As it turned out, this wasn't too far from the truth.

One of the house servants hurried into the great hall leading a messenger. The man looked exhausted; his clothes were ragged and travel stained. But he stood straight-backed before the two of them as he gave his message to Sir Walter.

“My lord,” he said, “Peterborough has been burned by the king's men. Darlington and York as well. Fitzrobert gathers an army to slay King John in London! He asks the barons to gather for council at Barnsdale.”

Walter turned from the messenger to Robin. The old man might have been blind, but his eyes seemed to burn deep into Robin's soul.

“Cometh the hour, cometh the man,” he said. “The time for pretense is over. Hug me like a father.”

Robin didn't flinch from his gaze. “Have you told me everything?”

“Your father, the mason Longstride, was the leader of our rebellion against Henry. That is why he was killed. Promise me you will avoid the same fate.” Walter pointed directly at the messenger, though his
eyes remained fixed on Robin. “Go with this man,” he said. “You will find what you are looking for.”
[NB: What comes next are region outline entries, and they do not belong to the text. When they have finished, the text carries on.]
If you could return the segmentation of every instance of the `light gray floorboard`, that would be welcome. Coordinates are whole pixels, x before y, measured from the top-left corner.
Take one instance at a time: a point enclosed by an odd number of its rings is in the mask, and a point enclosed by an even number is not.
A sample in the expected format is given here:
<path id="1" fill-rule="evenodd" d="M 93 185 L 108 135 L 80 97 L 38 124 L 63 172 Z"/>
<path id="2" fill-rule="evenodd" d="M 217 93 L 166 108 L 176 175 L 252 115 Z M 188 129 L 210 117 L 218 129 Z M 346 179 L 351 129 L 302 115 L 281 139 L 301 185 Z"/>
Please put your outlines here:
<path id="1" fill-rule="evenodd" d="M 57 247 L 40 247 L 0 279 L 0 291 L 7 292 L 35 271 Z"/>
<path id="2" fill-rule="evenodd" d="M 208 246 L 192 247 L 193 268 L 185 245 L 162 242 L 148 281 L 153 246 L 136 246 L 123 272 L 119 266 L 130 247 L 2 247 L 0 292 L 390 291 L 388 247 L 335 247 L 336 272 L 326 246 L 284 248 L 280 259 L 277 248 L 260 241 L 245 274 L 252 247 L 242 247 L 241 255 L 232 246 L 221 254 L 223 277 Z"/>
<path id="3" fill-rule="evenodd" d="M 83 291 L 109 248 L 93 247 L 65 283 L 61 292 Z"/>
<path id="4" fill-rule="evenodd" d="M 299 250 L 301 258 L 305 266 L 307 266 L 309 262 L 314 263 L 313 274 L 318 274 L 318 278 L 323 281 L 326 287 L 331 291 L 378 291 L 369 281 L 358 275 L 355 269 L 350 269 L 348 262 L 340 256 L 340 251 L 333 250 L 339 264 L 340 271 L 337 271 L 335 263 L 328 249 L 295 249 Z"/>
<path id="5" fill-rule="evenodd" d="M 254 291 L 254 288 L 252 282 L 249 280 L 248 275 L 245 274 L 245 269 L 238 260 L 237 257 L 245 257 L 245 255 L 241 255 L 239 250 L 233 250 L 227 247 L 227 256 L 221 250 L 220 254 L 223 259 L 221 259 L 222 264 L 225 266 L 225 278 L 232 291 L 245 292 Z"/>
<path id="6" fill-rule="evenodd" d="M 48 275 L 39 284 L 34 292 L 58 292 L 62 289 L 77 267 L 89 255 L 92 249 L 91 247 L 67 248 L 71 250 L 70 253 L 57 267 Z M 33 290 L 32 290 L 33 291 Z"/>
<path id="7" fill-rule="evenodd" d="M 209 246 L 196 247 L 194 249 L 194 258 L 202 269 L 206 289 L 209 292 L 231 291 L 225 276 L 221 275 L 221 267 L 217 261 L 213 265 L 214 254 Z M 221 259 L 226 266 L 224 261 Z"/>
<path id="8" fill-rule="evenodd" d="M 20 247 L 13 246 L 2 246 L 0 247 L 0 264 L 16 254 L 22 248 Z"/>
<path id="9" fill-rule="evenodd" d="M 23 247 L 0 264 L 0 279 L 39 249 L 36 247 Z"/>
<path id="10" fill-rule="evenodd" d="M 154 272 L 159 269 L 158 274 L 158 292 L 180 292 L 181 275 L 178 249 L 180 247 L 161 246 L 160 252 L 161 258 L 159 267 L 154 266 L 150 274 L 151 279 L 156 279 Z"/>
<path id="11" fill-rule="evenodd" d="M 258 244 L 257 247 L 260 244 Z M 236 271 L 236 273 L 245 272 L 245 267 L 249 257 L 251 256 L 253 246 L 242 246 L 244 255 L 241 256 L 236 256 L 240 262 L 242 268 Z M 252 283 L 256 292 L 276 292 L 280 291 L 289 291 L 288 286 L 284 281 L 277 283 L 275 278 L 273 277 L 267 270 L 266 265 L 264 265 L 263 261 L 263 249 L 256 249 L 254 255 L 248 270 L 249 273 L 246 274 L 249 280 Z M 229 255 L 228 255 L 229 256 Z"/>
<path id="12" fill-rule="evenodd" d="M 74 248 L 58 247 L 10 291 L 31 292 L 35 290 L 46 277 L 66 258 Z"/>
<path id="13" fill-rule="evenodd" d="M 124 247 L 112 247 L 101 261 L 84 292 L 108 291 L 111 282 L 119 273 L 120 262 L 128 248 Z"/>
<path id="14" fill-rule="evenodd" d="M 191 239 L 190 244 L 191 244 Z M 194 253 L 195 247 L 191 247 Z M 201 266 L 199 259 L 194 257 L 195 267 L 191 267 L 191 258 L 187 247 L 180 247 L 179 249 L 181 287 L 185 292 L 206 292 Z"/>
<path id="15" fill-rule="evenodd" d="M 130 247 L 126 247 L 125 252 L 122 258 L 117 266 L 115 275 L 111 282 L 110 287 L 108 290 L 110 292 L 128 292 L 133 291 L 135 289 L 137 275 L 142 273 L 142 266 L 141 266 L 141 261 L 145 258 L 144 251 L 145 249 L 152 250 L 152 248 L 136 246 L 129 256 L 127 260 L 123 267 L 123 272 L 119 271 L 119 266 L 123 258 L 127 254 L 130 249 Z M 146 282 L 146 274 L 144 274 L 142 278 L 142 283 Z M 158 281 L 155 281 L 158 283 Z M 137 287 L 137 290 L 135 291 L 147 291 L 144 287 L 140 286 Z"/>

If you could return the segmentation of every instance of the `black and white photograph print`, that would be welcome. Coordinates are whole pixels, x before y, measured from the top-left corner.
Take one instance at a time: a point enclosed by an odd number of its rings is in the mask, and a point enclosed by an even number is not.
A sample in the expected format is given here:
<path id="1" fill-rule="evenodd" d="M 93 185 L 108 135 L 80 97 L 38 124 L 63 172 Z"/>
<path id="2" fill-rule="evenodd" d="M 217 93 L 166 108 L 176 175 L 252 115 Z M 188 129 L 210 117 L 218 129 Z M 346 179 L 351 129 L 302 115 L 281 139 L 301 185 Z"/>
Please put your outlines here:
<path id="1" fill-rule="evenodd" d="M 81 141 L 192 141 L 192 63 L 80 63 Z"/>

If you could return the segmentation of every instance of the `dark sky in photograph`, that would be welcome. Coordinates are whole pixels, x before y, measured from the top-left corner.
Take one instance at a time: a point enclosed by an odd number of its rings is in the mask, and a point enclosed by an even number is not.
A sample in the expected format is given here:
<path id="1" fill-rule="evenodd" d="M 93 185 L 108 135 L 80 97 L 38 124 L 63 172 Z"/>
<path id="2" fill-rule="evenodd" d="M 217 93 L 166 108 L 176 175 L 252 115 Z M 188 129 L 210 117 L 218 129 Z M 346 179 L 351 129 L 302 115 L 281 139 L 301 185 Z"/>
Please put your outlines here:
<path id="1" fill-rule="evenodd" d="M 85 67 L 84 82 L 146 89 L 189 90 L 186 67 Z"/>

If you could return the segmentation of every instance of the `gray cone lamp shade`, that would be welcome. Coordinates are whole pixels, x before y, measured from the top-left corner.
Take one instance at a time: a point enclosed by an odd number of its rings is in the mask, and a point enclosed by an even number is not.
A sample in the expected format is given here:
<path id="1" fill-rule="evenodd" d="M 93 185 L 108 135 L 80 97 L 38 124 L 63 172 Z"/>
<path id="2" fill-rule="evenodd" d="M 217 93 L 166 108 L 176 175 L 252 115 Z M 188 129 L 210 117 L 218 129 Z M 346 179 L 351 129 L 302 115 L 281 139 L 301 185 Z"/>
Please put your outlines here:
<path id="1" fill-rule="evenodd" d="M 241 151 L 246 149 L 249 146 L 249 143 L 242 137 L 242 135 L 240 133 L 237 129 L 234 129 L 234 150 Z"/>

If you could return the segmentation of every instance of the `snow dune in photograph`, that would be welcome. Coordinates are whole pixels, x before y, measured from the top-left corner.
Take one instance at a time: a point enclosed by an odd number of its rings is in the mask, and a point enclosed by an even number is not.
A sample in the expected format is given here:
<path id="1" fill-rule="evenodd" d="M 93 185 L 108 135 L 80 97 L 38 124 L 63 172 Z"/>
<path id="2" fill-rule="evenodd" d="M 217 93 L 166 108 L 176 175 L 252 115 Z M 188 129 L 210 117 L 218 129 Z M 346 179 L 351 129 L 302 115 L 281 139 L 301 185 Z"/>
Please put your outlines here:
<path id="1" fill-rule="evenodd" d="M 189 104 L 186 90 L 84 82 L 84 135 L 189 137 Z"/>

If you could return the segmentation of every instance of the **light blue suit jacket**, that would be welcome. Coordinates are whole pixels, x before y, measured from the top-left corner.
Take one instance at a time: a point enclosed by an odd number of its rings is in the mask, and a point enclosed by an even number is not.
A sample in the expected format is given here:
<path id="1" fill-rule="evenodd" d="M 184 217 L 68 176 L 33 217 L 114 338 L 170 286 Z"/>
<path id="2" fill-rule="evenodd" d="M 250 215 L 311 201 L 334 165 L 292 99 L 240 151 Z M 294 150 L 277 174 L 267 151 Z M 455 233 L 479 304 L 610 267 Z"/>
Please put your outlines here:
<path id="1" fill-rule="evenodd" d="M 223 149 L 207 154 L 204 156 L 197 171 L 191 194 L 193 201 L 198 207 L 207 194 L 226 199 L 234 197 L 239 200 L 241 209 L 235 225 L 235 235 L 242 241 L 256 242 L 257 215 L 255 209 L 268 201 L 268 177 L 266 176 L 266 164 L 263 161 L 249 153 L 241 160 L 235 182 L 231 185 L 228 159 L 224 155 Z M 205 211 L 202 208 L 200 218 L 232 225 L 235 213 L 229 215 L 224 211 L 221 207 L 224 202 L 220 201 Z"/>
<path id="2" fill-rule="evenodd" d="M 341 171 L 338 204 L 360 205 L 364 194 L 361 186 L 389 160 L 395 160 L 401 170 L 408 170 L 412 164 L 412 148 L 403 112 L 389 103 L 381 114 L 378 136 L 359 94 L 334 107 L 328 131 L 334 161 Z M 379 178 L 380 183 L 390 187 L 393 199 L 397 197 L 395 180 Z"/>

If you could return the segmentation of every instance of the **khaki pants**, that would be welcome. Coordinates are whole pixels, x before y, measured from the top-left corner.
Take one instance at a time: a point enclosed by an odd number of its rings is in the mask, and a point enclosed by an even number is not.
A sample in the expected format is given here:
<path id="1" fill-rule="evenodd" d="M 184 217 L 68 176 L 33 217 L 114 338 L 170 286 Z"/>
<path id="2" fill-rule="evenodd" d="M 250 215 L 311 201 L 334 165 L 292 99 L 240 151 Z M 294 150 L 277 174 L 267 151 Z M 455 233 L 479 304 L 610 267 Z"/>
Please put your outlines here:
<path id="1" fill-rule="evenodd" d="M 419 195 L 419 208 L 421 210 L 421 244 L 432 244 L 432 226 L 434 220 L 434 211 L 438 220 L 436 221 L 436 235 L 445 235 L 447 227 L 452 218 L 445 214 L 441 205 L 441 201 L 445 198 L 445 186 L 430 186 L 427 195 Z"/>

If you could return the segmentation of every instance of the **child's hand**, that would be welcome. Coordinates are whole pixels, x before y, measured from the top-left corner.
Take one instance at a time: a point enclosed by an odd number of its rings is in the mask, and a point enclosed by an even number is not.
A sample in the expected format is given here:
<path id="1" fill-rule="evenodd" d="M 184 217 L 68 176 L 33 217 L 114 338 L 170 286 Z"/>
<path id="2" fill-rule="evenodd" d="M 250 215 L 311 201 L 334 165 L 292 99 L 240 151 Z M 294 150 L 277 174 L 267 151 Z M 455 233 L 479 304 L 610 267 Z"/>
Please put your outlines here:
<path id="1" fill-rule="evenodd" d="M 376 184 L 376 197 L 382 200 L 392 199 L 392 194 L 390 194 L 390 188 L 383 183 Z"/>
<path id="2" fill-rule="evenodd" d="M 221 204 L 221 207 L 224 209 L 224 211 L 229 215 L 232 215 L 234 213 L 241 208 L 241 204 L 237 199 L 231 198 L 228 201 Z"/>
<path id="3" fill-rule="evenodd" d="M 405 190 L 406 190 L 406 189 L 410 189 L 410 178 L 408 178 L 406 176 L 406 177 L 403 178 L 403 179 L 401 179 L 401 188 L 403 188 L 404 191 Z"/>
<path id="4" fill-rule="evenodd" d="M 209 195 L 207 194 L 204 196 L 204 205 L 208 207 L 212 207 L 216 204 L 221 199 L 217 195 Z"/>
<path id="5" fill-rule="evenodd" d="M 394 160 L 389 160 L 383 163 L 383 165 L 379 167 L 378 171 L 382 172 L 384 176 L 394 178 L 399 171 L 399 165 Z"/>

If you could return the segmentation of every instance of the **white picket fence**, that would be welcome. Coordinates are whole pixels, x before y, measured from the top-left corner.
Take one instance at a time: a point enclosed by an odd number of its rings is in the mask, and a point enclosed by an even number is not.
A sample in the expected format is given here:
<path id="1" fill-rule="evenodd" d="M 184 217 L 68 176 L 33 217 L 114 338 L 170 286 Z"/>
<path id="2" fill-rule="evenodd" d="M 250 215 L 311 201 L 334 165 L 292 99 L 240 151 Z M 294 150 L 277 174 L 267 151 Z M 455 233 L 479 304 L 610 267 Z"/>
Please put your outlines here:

Robin gazed at the man and began to nod. At last his path was clear, his past made sense, his name had meaning. This was his father's cause; he was the man to lead it.

He gave Walter's arm a quick squeeze, stood, and followed the messenger out into the courtyard.

M
ARION STOOD ON
the bottom stair, her hand resting against the cold stone wall, her head tilted slightly, so that she might hear all that Robin and Walter said to each other. She shouldn't have been listening. But the matters Robin and Walter discussed had ramifications for all of them, and she wanted to understand fully the connections between the two men.

 

Mostly she wanted to know more about this man who had come into their lives so suddenly and with such profound consequences for them all. Since Robin's arrival, Nottingham had been transformed. The wild boys were beginning to emerge from the shadows of the wood, music and dance and laughter had returned to the fields surrounding Peper Harrow. And despite the dark tidings he carried with him from King Richard's army, Marion felt her own heart moving past grief to a new and unlikely love.

Now it seemed that there was even more to this man—and Walter—than she had imagined. Robin's father was the leader of a rebellion to which Walter had been party. Had her Robert been involved in this, too? From the sound of it, she didn't think so. But still she wondered.

The messenger, though, had spoken quite clearly. A new rebellion had come, and the other barons
looked to the house of Loxley for aid. She didn't know whether to be proud or outraged. And so she hid in the shadows, and she listened.

For several days now, they had acted at being husband and wife. But there could be no denying how powerfully they had been drawn to each other the previous night as they danced in the firelight. She had lost one love to the last crusade. Would she lose another to the barons' rebellion?

Walter turned in his chair and looked back toward the stairway.

“Marion?” he called.

She didn't want him to know that she had been listening, and she didn't trust herself to speak of Robin with anyone just now. Silently, she withdrew.

I
T HADN'T TAKEN
Robin long to find Will, Allan, and Little John. This was something else that had changed so quickly for him in recent days. Not long ago he had been ready to bid farewell to his friends and accept that the time had come for them to go their separate ways. But they resisted, and he was glad. He couldn't imagine undertaking this journey to Barnsdale without them.

 

They had followed him back to Peper Harrow and waited for him now as he saddled his horse and cinched his pack. As he readied his things, the house servant he had sent to find Marion appeared in the barn doorway. She was alone.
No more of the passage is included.